Jocelyn Brewer, a psychologist who specializes in digital spaces and self-control, says the difference in the impact of technology on children and adolescents compared with adults is significant. “Both because of brain development and wiring up for emotional regulation and higher-order thinking skills,” she explains, “but also because of what’s at stake if you are not ‘productive’ at work or in life.”

Brewer says that to regulate their behavior, young people need a positive sense of their future selves. “Self-control requires you to be able to delay immediate gratification because you have something more worthwhile to work towards,” she says. “Do they feel a sense of control over their lives and future? If not, it’s easy to just spend another bunch of hours online.”

I stop to wonder how many adults in my life would describe themselves as feeling a sense of control over their lives and future. Having a phone in my hand does mimic a sense of control – I can always find information, I’m always contactable, and I will never be lost.

As though she can hear my thoughts, Brewer says the issue of devices is complex. “It’s handy to discern what we’re reliant or dependent on – it’s often not the phone itself, but the people and connections. We have become reliant on a constant stream of digital dopamine snacks that we can graze on at any time and this becomes both habitual and automatic.”

‘Parents are often in the dark

Dr Tanya Linden, a senior teaching fellow at the University of Melbourne and an expert in technology for education, believes phone bans are a necessary solution based on the resources at hand, considering our overworked and underpaid education workers. But it’s not ideal. She would prefer phones weren’t banned but replaced by something more creative. “Students are like us: when I sit in a boring meeting, I subconsciously try to take out my phone and start reading.” Simply taking them away is not in itself a solution.
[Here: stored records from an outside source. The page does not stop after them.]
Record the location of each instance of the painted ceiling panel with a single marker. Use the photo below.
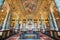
(29, 5)
(1, 2)
(57, 4)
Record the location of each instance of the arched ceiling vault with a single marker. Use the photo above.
(42, 9)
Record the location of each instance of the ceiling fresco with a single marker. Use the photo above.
(29, 5)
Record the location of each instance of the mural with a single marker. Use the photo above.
(57, 4)
(29, 5)
(1, 2)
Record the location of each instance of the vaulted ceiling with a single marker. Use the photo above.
(25, 9)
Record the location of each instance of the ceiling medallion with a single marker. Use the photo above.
(29, 6)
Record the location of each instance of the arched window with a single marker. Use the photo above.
(57, 2)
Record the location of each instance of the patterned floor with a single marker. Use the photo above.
(42, 37)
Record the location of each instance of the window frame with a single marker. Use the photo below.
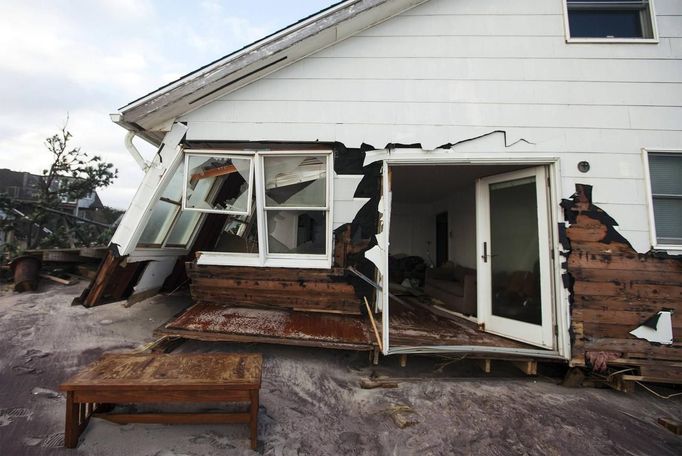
(263, 258)
(653, 238)
(654, 30)
(170, 249)
(225, 154)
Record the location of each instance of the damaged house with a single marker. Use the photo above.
(501, 179)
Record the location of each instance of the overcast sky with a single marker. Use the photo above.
(87, 58)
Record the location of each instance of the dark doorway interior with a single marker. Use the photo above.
(441, 238)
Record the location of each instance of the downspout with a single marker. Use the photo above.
(142, 163)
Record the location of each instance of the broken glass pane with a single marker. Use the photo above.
(297, 232)
(295, 181)
(219, 183)
(183, 229)
(159, 223)
(173, 190)
(239, 235)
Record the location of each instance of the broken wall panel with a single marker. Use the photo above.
(312, 290)
(615, 289)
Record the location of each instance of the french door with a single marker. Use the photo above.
(514, 272)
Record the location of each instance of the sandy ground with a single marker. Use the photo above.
(311, 402)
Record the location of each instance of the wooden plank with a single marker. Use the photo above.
(620, 262)
(104, 275)
(59, 279)
(274, 284)
(642, 378)
(631, 319)
(154, 395)
(629, 346)
(528, 367)
(245, 272)
(121, 372)
(230, 337)
(485, 365)
(216, 322)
“We also need to consider that if kids simply go home to a digital wild west without any skills to mediate, we are doing them a disservice,” adds Brewer. “Parents are often in the dark about their kids’ activities and how to set healthy boundaries. I recognize, too, that schools cannot teach it all – some of these issues are personal responsibility and due diligence, but also are increasingly public health issues.”

At the end of Tuesday, with my head full, I went back to the drawer. Three missed calls, no voicemails. A few dozen messages scattered across social media and chat apps. My phone had survived without me, and vice versa.

I took a breath. Did I want this device back in my life? Surely, after eight hours without it, I had conquered my life-long addictions to positive reinforcement from strangers on the internet and calling my dad for reassurance every 10 minutes.

The answer was no. It’s back in my pocket as I await the comforting chime demanding attention from the internet.